Panahi yok filmi var
Azeri sinemacı Cafer Panahi memleketi İran'da film yapması yasaklı olduğu halde ikinci kez yurtdışında. Yani filmiyle. Perde/Parde de zaten yasaklı bir sinemacının çıkışsızlığını ve içsel karmaşasını anlatıyor.
Juliette Binochet- (Camille Claudel 1915)

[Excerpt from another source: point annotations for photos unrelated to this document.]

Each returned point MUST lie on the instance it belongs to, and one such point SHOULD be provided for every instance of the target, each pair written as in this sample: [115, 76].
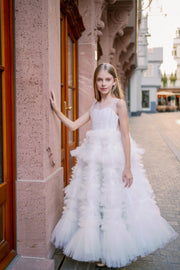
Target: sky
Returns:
[163, 21]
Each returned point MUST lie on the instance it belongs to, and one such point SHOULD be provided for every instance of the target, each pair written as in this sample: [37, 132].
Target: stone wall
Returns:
[39, 173]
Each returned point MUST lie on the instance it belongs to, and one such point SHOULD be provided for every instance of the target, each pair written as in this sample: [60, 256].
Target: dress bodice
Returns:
[105, 118]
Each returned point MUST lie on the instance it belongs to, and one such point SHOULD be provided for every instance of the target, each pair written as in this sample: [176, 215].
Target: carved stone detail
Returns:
[115, 17]
[75, 20]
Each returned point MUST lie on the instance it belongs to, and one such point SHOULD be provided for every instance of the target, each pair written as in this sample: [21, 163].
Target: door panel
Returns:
[69, 139]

ÇEKİMLERİN İLK ÜÇ HAFTASI SÜREKLİ AĞLADIM
- Rolünüzü anlatır mısınız?
- Bu hayatımın rolü oldu diyebilirim. 16 yaşımda odamın duvarında pop starları yerine Camille Claudel'in resimleri vardı, idolümdü. Babam heykeltıraş, ben de resim yapıyorum. Bu rolü almak için ben yönetmene telefon açtım. Tanınmış oyuncularla çalışmaya gönüllü olmadığını bildiğim için ısrar ettim. Başka yönetmenler de uyarladı ama buradaki Camille'in sanatını, ailesini, kimseyi görmüyorsunuz. Yani koca dünyada tek başınasınız! Yalnız bırakılmak, ihanete uğramak, terk edilmek, sanatından uzaklaştırılmak bence başınıza gelecek en korkunç şey. Şu anda ağlamaya başladım ama geçecek.

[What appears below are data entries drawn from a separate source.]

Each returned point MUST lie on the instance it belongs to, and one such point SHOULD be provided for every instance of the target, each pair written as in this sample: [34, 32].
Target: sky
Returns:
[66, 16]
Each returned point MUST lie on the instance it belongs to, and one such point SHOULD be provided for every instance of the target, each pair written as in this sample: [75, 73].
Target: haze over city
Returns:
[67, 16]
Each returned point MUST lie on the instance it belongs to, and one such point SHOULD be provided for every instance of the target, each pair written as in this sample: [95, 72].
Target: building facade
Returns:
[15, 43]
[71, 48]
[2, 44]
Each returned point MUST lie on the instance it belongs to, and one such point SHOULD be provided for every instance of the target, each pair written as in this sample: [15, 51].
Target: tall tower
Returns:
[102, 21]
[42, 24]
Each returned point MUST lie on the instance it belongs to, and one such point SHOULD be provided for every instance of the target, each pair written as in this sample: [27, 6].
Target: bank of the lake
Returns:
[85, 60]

- Rolünüze nasıl hazırlandınız?
- Elbette böyle bir role hazırlanırken 'akıl ötesi ' yerlere geçmem gerekeceğini biliyordum. Geçmesi iyi de dönmesini nasıl becereceğim diye endişelendim. Bu nedenle bir oyuncu koçu tuttum. Bana Cammille'in karanlık ve delililik hallerine giderken bir nevi elimi tuttu. Bu yaşta kendimi açmak, aşmak istedim. Oyunculuk böyle bir şey.
- Çekimler esnasında zorlandınız mı?
- Çekimlerin ilk üç haftası sürekli ağladım! Bruno (yönetmen Dumont) yeter, çok abartılı oluyor, ağlama' diyordu ama elimde değildi. Derken sakinleştim. Çekimlerden sonra onun köyünü ziyaret ettim.
- İstanbul'da bulundunuz mu hiç?
- İstanbul'a ilk kez yıllar önce belgesel için Elia Kazan ile geldim. O kadar hayran kaldım ki sonra tatil için gitttim. Gerçek anlamda büyülendim.
KİM NE DEDİ?
Kamboziya Partovi - Ortak yönetmen (Perde)
"Cafer (Panahi) filme başladığında çok umutsuz ve mutsuzdu. Filmi çekerken düzelmeye başladı, morali yerine geldi. Yanlış anlaşılmasın ev hapsinde değil, ama her an kapıya bir polis dayanabilir, çünkü hüküm karara bağlanmadı. Sinema yapma yasağı çok korkunç. Burada filmin beğenildiği öğrenince hayata daha bir döndü."
Danis Tanovic-Yönetmen (Bir Demir Toplayıcısının Hayatından Bir Bölüm)
"Bosna'da durum gittikçe kötüleşiyor. Savaş sonrası ekonomik ve sosyal politikalar iflas etti, eskisinden beteriz. Bu filmde Rumen bir aileyi anlattım ama ülkedeki herkes benzer şeyleri yaşıyor. Olmayan bir bütçeyle çalıştık. Altın Ayı için yarışacağımı söylediklerinde inanamadım. Bir kamera, bir ışık, herkes para almadan çalıştı. Ödülü herkes bekler ama burada olmaktan, derdimi anlatmış olmaktan dahi çok mutluyum."
Sebastian Leilo-Yönetmen (Gloria)
"Çocukken annemle geçirdiğim zamanlar ilham verdi bu filme. Kadınları çok seviyorum. Hele ki bağımsız, kendi kararlarını veren kadınları. Onlar sevgi ve şefkat demek. Şili'deki devrimci hareketler gibi değişim gerek. Kadın da sıkıştırıldığı alandan çıkmak istiyor. Bu da devrim demek!"